The sections with the stupid red flappy butterfly things are problematic. You both have to hit the red flappy things at the right time, and also in the right hitbox. When you can barely see the darn things to begin with, it’s darn near impossible. Not to mention that the instructions pop up for half a second, so you’re distracted trying to read text that is wayyy too small. I would have rated the precision as a 4/6, but I took off an extra point for the first red flappy moment because it made me that mad.
The controls are responsive, if somewhat frustratingly located. I’m firmly in team A/X for the primary buttons, but this game uses B and Y, pushing your thumb further down into the analog stick. It’s definitely doable, but without the ability to remap the controls, it was occasionally frustrating… on top of everything else.
Recommendation for visual skills needed for enjoyment
It really hurts me to say, but I’m going to say unless you can see well enough to get a driver’s license… without a bioptic… you’re probably not going to like this game. You’re probably going to get about half to two-thirds of the way through and then be unable to continue on your own. For weeks, I’ve been trying to think of ways to make this game accessible, and the thing I’ve kept coming back to is this. You will feel like you are missing things visually even when you aren’t. Even when I had all of the visual skills needed to play the game, I felt as though I didn’t because I could not recognize which objects could be interacted with. I couldn’t recognize which things were important and which weren’t.
Other visually impaired folks might relate to me on this. When I go somewhere new, I can usually find the door on my own; however I am very bad at telling if the door I find is the correct door. I can tell it’s a door, but I can’t see all of the context around it to tell if it’s the door. A maintenance door looks the same to me as the official entry door. I have to focus too closely to identify the doorknob, that I can’t tell if there is a welcome sign, doormat, or other markers. Gris felt like that. I always felt out of place, even when I was technically capable of the task. I cannot recommend that experience.
Overall, I think Gris is a really important game, and I am kinda heartbroken that I can’t play it. Blind and visually impaired folks experience trauma just like sighted folks. Statistically, there are a lot of traumas we are more likely to experience. And yet, we cannot access this leap forward in recognition of trauma. The early portions of this game had me in tears. It is so beautiful and metaphorical. I felt like the game really understood something personal that few others do. That’s why I’m so upset that this game isn’t accessible.
If you want to ignore me and play this game anyway, here are my ideas about how you can do that:
I recommend pulling up a walkthrough. You can probably get through about the first half on your own, depending on your vision, though I’d guess that you could probably squeak by with 20/800 for the first half if your tracking skills are very good. Because there aren’t traditional levels, finding a written walkthrough can be difficult unless you follow the walkthrough the whole way through.

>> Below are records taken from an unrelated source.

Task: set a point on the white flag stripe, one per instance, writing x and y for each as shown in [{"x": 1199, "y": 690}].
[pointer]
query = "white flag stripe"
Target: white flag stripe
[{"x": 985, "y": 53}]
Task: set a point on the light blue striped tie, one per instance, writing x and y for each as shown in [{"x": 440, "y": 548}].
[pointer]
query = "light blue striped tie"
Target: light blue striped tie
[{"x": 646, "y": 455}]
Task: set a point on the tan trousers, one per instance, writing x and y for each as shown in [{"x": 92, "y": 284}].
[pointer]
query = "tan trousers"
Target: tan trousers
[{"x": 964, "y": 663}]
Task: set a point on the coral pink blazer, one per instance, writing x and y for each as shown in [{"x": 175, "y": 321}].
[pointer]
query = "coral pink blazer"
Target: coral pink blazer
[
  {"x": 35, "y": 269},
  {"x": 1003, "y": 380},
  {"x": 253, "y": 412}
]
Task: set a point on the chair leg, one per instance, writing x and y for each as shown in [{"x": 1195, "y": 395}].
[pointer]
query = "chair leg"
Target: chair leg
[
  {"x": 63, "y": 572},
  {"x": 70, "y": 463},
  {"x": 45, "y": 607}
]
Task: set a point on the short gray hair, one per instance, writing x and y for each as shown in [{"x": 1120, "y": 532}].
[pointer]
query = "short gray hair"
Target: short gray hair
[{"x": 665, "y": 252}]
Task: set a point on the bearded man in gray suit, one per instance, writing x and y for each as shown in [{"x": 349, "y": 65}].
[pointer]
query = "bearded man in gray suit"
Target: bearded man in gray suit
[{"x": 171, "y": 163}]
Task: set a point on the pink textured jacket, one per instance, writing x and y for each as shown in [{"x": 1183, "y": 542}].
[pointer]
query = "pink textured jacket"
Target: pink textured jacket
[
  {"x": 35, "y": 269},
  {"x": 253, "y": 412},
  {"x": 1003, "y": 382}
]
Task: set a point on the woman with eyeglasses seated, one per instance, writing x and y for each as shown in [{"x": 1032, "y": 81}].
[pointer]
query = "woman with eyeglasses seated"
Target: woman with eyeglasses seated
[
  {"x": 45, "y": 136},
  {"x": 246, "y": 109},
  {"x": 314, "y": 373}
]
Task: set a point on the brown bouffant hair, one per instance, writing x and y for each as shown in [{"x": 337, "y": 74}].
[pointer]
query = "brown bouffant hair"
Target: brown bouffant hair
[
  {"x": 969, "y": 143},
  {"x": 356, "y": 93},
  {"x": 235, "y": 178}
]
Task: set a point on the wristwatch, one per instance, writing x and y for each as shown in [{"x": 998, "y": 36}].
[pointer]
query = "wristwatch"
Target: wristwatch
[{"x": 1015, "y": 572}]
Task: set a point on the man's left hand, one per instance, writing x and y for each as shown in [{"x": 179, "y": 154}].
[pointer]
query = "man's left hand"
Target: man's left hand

Playing with a sighted buddy who could take over and let you watch for the more difficult portions might be a strategy. My recommendations for this would be to start out with your buddy from the very beginning so that they get a feel for the game and the controls from the beginning. Passing the controller to my girlfriend partway through the game wasn’t great for her because she had to learn the puzzle style all at once, so she really wasn’t too much help.
I can’t speak to whether the computer versions would work with ZoomText or WindowsZoom (cringe), but that might be an avenue worth exploring.